Recovering after Disaster

Add these steps to your enterprise's comprehensive plan for switching business operations to the disaster recovery site. When disaster disables the main site, administrators complete these steps as part of the comprehensive plan.

Procedure

  1. Optional. Remap DNS addresses.
    If your disaster recover plan includes remapping the DNS addresses of realm servers and persistence servers, then complete this action first.
  2. Restart the remaining realm servers in this order.
    1. Stop all remaining realm servers.
    2. Restart the former disaster recovery realm server, omitting the command line parameter --drfor, so this process becomes the new primary realm server.
      If authentication is required, supply the --server.user and --server.password parameters, with credentials that the new primary server can use to authenticate itself to its affiliated servers.

      If satellites and backups require different authentication credentials, then also supply the --server.authtobackup.user and --server.authtobackup.password parameters. The new primary server uses these credentials to authenticate itself to its backup server.

      Ensure that these user names are in the authorization group ftl-primary.

    3. Restart the backup servers at the disaster recovery site with unchanged parameter values.
    4. Restart the satellite servers.
      Adjust the values of their --satelliteof parameters, if needed, so that they connect to the new primary server. If your recovery plan remaps DNS addresses, then it is not necessary to adjust these values.
  3. Activate the persistence servers at the disaster recovery site.
    1. Using the browser GUI of the new primary realm server, navigate to the clusters grid, and ensure that the Primary Set column is visible.
    2. Change the primary set of each participating cluster so that the persistence servers at the disaster recovery site will become the primary set.
    3. After changing the primary server set for all participating persistence clusters, deploy the new realm definition.
  4. Ensure that the persistence servers at the disaster recovery site form a quorum.
    Check the persistence clusters status table and its servers list sub-tables to verify that every particpating cluster has formed a quorum, and that all the servers in each cluster are synchronized.

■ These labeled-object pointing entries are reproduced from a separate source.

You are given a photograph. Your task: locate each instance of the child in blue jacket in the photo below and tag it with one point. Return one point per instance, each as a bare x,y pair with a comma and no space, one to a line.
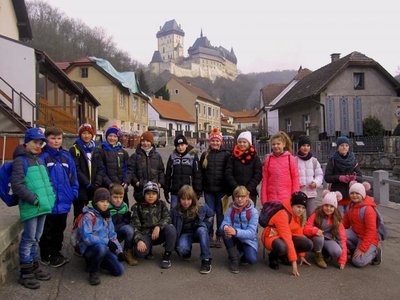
192,222
98,240
240,229
30,183
62,172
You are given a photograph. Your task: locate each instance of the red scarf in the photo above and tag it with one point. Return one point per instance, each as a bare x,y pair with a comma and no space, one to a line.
244,156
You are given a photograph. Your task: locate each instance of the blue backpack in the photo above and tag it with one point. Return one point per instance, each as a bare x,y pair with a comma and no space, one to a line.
6,193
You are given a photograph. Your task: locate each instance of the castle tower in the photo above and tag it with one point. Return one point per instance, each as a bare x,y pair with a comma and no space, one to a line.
170,41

    If the cluster cannot form a quorum, clients cannot connect to its servers. Consider forcing a quorum; see Before Forcing a Quorum.

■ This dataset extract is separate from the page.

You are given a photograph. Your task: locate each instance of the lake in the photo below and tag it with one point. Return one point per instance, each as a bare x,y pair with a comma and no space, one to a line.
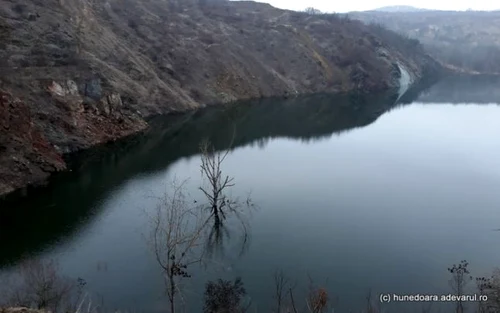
356,192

  5. Direct application clients to servers at the disaster recovery site.
    Choose only one of these two alternatives:
    • If you remapped the DNS addresses of realm servers and persistence servers:
      1. Verify that the new DNS information has propagated.
      2. Verify that all clients automatically connect or reconnect to servers at the disaster recovery site, and are operating correctly.
    • Otherwise, when you restart all application clients, explicitly supply the locations of the new primary realm server or one of its satellites.
    The disaster recovery site is now the new active site of FTL operations.
  6. Arrange another disaster recovery site, to protect against a disaster at the newly active site.